Avenash Ramzan, Sports Journalist/News Anchor
At first, it seemed like living in a prison, being controlled by an unseen and rampant force. One of the challenges that came with the pandemic was getting my son to suddenly shift from face-to-face to online classes, while also keeping his mental health intact. Thankfully, engaging in sport at home allowed him to maintain that balance. COVID-19 restrictions on sports activities since literally brought local sport to a standstill, forcing Sport Journalists to come up with creative ways of keeping readers/viewers engaged. Of course, there are days when none of the ideas come to fruition, and that is when the frustration would step in. As media operatives, we have an obligation to the public, and it’s about digging deep to keep the public engaged. It is on those days you would have to ‘mask’ the confusion and frustration and put on your game face. During the initial period working at home, I decided to engage in physical exercise. This helped me to not only get in shape but also offered a meaningful avenue of utilising my spare time. Secondly, the pandemic helped me to spend more quality time with the family. Those engagements really put life into perspective and served to strengthen the family bond. Persons struggling with mental health issues should cultivate optimism as a pessimistic outlook would only serve to worsen the situation. It is important also to speak about the issues affecting you to someone you trust and to maintain a balance of work and leisure/personal time.

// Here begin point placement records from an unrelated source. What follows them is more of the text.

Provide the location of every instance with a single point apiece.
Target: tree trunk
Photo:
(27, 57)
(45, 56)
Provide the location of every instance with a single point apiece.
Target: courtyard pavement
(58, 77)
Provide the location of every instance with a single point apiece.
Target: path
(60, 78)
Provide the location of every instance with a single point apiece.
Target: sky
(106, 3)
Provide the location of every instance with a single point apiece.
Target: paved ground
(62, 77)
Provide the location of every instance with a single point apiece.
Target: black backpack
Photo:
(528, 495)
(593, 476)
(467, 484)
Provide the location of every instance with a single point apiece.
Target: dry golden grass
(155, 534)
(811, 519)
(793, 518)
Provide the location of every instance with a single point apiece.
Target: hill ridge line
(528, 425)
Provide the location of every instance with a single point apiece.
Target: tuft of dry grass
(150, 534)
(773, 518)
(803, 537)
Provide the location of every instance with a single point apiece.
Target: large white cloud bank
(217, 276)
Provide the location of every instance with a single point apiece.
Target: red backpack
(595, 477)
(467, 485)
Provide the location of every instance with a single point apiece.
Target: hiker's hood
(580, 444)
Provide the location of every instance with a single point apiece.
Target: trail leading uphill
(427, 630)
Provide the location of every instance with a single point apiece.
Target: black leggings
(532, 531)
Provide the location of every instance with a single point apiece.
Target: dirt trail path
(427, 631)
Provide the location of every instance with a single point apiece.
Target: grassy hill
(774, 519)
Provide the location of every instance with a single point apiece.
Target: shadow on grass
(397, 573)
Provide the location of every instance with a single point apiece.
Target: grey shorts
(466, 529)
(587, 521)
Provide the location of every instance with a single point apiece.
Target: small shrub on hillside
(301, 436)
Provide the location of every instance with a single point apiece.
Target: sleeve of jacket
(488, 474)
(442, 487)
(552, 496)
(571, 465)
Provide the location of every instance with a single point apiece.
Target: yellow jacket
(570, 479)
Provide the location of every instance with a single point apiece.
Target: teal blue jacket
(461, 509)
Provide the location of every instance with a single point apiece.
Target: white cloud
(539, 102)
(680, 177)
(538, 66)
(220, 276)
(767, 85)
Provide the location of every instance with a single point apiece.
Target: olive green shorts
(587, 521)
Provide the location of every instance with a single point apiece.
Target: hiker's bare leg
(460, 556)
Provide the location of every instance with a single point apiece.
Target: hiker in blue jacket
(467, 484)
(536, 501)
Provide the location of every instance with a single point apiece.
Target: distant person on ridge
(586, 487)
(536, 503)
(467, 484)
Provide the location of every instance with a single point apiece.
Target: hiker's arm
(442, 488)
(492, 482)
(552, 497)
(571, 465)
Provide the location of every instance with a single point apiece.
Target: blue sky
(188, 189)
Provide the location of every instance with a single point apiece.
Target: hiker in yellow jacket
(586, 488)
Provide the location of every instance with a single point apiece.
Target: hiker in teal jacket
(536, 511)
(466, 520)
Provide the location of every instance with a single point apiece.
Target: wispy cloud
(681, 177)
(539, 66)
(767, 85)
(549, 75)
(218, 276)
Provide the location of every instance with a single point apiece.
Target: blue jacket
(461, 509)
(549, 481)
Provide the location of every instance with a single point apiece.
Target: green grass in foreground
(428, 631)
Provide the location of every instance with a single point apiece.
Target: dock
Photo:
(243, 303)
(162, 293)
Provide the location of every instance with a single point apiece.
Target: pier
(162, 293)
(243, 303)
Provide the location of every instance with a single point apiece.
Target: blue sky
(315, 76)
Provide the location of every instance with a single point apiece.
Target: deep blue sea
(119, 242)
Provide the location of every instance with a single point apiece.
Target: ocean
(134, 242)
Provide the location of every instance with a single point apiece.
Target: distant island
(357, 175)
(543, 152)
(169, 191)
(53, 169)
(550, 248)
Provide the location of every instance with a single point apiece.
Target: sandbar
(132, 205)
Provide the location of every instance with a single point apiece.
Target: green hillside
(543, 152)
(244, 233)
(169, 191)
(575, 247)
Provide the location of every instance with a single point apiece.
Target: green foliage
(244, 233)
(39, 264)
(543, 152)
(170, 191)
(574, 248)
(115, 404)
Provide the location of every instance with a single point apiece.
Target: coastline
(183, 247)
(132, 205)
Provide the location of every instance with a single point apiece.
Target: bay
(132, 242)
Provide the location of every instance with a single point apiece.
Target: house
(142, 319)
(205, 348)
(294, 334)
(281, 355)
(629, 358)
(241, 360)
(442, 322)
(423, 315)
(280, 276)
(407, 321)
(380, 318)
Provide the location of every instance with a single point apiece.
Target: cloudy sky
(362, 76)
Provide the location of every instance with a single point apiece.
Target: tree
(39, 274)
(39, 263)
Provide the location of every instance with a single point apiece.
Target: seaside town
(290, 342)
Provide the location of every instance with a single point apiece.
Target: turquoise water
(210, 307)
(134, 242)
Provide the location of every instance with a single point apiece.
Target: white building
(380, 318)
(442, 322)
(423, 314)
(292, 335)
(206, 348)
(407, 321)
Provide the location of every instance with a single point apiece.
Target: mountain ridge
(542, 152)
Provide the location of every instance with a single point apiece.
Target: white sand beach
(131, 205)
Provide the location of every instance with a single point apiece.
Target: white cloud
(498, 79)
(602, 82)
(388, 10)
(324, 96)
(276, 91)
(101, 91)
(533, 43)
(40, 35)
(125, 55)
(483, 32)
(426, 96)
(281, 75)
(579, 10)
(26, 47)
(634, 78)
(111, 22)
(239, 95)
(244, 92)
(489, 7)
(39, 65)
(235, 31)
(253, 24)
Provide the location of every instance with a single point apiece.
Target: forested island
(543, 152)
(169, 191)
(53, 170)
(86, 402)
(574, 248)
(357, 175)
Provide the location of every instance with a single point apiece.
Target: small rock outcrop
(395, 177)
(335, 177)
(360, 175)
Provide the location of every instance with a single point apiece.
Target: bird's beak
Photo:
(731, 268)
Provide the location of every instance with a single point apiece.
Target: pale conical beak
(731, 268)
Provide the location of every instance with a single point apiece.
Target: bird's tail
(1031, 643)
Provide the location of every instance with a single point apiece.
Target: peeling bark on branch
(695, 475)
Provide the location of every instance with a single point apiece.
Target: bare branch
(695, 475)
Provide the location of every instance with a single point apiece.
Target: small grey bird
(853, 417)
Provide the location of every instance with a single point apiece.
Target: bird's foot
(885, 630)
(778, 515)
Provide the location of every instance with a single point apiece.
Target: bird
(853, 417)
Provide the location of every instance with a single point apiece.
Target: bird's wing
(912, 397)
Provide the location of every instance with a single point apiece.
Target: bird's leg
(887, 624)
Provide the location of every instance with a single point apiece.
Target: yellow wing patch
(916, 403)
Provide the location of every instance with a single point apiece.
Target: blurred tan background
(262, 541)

Holly-Anne Bristol, Disability Community
My mental health was negatively affected due to the isolation I experienced. It was not easy not being able to physically socialise with my friends and other loved ones. To combat the negative effects, I emerged myself into online learning, meeting and forming relationships with the disability community, and using all the resources available to me like Zoom, WhatsApp and Facebook. I also practised a lot of self-care, like getting enough exercise and sunlight, eating balanced meals, connecting with my family for emotional support and learning a few new skills. I also went back to doing things I liked but was too busy to do before COVID-19.
Soma Singh, Counsellor
Apart from working at the Georgetown Public Hospital in the Quality Improvement Department, I am the Vice President and Counsellor within the Guyana Professional Counseling Association and Psychotherapy foundation (GPCAP). The foundation has a hotline number, and I work with about four cases per month. I am constantly worried about my elderly mom and seven-year-old daughter contracting COVID. Sometimes, I have to deal with my own fears and yet be focused when counselling someone. There have been days when I would also feel depressed but still need to attend to a client. As a budding psychologist, we are taught to ensure our emotions are in check before we attend to some else’s. I have learnt to identify what I am feeling and give myself space if the need be. I love cooking, so this is therapeutic for me. I dedicate my weekends to my daughter. This is calming because she’s a joy to be around. I also try to have positive thoughts.